According to the European Greens, a single veto would now be enough to prevent a clear positioning and prevent successful negotiations with the European Parliament in time before COP30 in November. An urgency procedure, which would have fast-tracked a vote ahead of COP, was also rejected by an EPP-far-right coalition.

Von der Leyen with EPP President Manfred Weber (Germany)

But according to CLG leaders in the letter to EU institutions, "Europe’s predictable climate and energy framework is one of its greatest competitive assets."

"Alongside effective enabling policies – including reaffirming the Emission Trading System timeline, a 90% 2040 climate target would boost confidence and accelerate investment."

Businesses and investors have increasingly expressed frustration at the reversal of the EU's role in tackling climate change that defined President von der Leyen’s previous Commission.

Since 2019, many companies and sectors have invested in clean technologies in Europe, with fast-growing export opportunities (from €20 billion in 2016 to €80 billion last year, according to Bruegel).

Illustration picture shows the paint inspection department during a visit to the Volvo Car Academy and the Volvo Car Gent production site, in Gent, Tuesday 29 August 2023. Credit: Belga / Jonas Roosens

On top of the 40% target, they are calling on the EU to ensure "stable regulation to attract investment and drive industrial renewal and innovation."

They also want to accelerate replacing fossil fuel-driven energy technologies with affordable alternatives powered by electricity. This would lower costs and enhance energy independence, business leaders say.

Moreover, they are calling on the EU to ensure markets drive the demand necessary to scale clean technologies, as well as deploy the circular economy as a strategic asset.

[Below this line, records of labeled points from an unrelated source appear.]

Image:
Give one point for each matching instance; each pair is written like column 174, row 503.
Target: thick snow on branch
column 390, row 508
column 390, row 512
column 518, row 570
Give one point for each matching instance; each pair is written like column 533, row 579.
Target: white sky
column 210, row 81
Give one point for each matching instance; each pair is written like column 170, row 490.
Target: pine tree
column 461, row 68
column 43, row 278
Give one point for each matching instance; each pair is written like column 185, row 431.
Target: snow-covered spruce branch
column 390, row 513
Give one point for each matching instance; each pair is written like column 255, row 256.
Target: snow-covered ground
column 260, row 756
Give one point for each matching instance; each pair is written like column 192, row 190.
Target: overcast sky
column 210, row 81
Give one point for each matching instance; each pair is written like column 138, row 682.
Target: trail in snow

"We’re committed to reaching net zero emissions by 2040, but cannot do it alone – we need strong policy frameworks to support accelerated renewable energy transition and enhanced packaging circularity," said Joe Franses, VP Sustainability, Coca-Cola Europacific Partners.

Director of Corporate Leaders Group Europe, Ursula Woodburn, said there is "enormous support" from businesses and investors across Europe for an effective Clean Industrial Deal – "as this statement shows".

"Globally, there is a technological revolution and many businesses have invested in clean technologies in Europe. Now is the time to support investments and action to strengthen Europe’s industrial edge," Woodburn said.

Signatories include Volvo Cars, INGKA Group (IKEA retailer), Coca-Cola Europacific Partners Ltd, VELUX, Henkel, Fortum, EDF, Signify, Triodos Bank, Aveva, Mirova, the Danish Chamber of Commerce, Vattenfall, Iberdrola, CleanTech Europe, SSAB, and many SMEs, accounting for nearly half of all signatories.